Episodes
Wednesday Jun 17, 2020
Ep. 247: Colette Fu and a Typewriter
Wednesday Jun 17, 2020
Wednesday Jun 17, 2020
Bookbinder of the Week:
Colette Fu is a pop-up book artist. She makes incredible pop-up books that an adult can sit in, if you so desire. You can check out her pop-up books and her photos at ColetteFu.com. Watching some of her videos on YouTube inspired me to make my own – very simple – pop-up books. Hers are outta sight mechanically and visually. And big.
Tedorigawa News
Before rushing off to discuss myself, let me talk about myself. The Tedorigawa Bookmakers podcast is on Spotify, if you wish to use that service. I suspect this link links to my podcast. You can search for Tedorigawa or Tedorigawa Bookmakers. Both, hopefully, will get you to the podcast. Tedorigawa Bookmakers will get you there faster.
Bookbinding
This week I sewed Heart of November and The Priests of Hiroshima. This is my first sew-up of Heart of November but not for The Priests of Hiroshima. Heart of November has a lot – I mean A Lot – of graphics, typographical twists & turns, tricks & tumbles. I was hoping they transferred to both the printed page (they did) and the ebook version (they also did, I think.)
I also glued a re-covering attempt on my 30+ year-old Japanese textbook which is less a textbook and more of a detailed explanation of the language. It’s part of the Hodder & Stoughton publishing house’s Teach Yourself Books series; 14th printing in 1978. I probably bought it in 1979 when I first descended on these island shores.
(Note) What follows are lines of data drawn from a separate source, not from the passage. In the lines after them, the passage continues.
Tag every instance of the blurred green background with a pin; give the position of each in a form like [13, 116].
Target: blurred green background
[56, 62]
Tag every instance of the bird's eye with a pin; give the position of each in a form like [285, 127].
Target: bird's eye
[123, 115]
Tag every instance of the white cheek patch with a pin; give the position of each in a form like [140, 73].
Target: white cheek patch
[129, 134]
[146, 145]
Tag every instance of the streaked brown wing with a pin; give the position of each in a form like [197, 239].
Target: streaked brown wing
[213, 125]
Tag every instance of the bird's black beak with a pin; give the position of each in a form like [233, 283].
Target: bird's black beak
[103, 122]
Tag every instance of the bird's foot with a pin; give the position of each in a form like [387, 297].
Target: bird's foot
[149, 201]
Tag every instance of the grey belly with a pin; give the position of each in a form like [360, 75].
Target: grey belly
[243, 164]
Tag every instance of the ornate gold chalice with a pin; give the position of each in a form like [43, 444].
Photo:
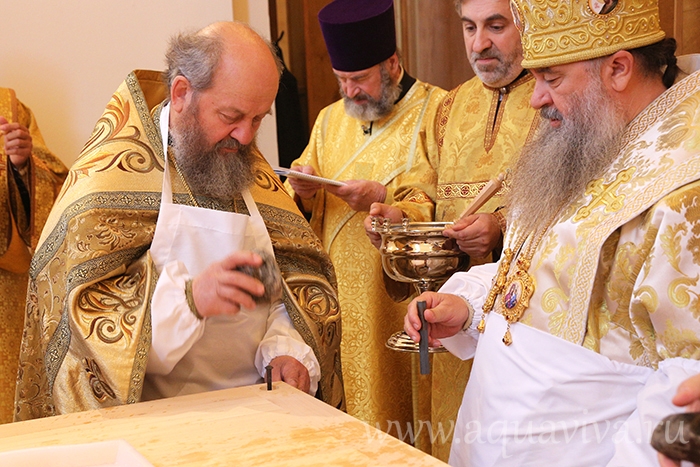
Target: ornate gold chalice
[418, 253]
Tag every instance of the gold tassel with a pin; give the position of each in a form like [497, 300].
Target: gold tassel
[508, 339]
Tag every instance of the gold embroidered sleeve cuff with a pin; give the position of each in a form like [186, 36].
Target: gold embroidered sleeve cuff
[190, 299]
[470, 319]
[501, 219]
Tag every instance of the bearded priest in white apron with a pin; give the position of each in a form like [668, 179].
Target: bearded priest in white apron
[135, 291]
[587, 325]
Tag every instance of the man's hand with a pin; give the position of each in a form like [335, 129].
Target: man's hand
[381, 211]
[304, 188]
[477, 235]
[446, 314]
[359, 194]
[18, 142]
[221, 290]
[291, 371]
[688, 396]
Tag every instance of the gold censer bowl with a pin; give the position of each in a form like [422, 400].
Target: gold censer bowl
[418, 253]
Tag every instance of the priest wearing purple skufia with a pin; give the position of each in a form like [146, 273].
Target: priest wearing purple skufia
[373, 139]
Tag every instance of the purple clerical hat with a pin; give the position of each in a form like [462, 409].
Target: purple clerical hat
[358, 33]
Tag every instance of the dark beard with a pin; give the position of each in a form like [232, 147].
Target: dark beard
[374, 109]
[554, 169]
[210, 171]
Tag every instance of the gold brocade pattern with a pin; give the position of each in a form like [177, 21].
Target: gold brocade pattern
[45, 175]
[555, 33]
[469, 144]
[377, 380]
[88, 330]
[622, 277]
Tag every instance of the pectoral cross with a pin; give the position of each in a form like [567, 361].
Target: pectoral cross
[605, 195]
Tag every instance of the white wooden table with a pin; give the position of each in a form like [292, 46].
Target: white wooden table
[234, 427]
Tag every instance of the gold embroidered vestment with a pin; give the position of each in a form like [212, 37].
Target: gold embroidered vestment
[87, 331]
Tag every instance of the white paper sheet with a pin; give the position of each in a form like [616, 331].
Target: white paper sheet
[115, 453]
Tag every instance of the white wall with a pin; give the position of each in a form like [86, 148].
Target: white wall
[65, 58]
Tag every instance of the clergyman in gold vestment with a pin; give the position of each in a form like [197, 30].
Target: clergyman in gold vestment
[31, 176]
[479, 129]
[582, 332]
[374, 140]
[90, 332]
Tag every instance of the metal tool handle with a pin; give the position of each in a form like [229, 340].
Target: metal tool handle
[423, 344]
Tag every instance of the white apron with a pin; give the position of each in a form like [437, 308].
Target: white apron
[542, 401]
[221, 352]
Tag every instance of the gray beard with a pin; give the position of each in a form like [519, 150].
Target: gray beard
[374, 109]
[210, 172]
[554, 169]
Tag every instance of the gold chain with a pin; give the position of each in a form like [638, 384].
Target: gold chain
[519, 287]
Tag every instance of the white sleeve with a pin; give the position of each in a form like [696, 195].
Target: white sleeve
[282, 339]
[632, 440]
[175, 327]
[472, 286]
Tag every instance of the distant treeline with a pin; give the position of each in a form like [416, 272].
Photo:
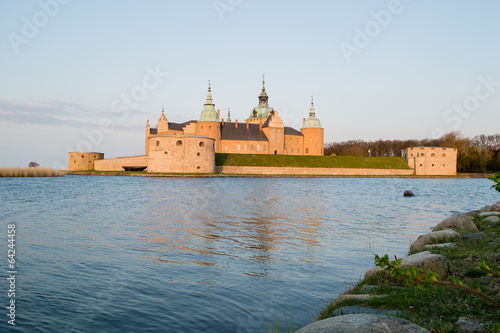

After I upload this episode I will get to work casing in all three books.
Fiction
In moving my workshop/office from Place A to Place F (for free) I accumulated a lot of boxes; boxes for books, supplies, materials, unfinished work, attempts, and templates. Buried deep in these boxes were boxes I hadn’t looked in in several years. We’re talking at least two decades. Maybe more, as we shall see in a moment.
This week I opened them to sort them out in two piles: throw away or store. I found… Fiction. Short stories, plays, a few screenplays (mostly finished), and the scribbled outline of a novel that I never started and probably never will. I read the outline, didn’t like it so much, thought about it, and tossed it. Some of the fiction was typed. As in, typed on a typewriter. Yes, a typewriter. I haven’t used a typewriter since 1989.
I put one of them (There Is No Time in the Land of Nod) on InDesign and will probably upload it in a collection of short stories in the not to distant future — famous last words. I found a screenplay that I might turn into a novel called Sewers. As in people who sew. One character, the female of course, works in a factory making fancy jeans for rich people while the male character works for the department of water and power, ie in the sewers.
I have been writing Growing Slurry and reading its inspiration: Moby Dick. I’m a bit surprised at Moby Dick. After several attempts at starting it, I am finally reading it and one observation is the number of people who say they can’t get through it because he talks so much about whales seem to have missed the point; I couldn’t get into it because of his language style; now I can. Melville talks about whales a lot, yes, but as they relate to either the main characters, landlubbers, or a philosophy of life.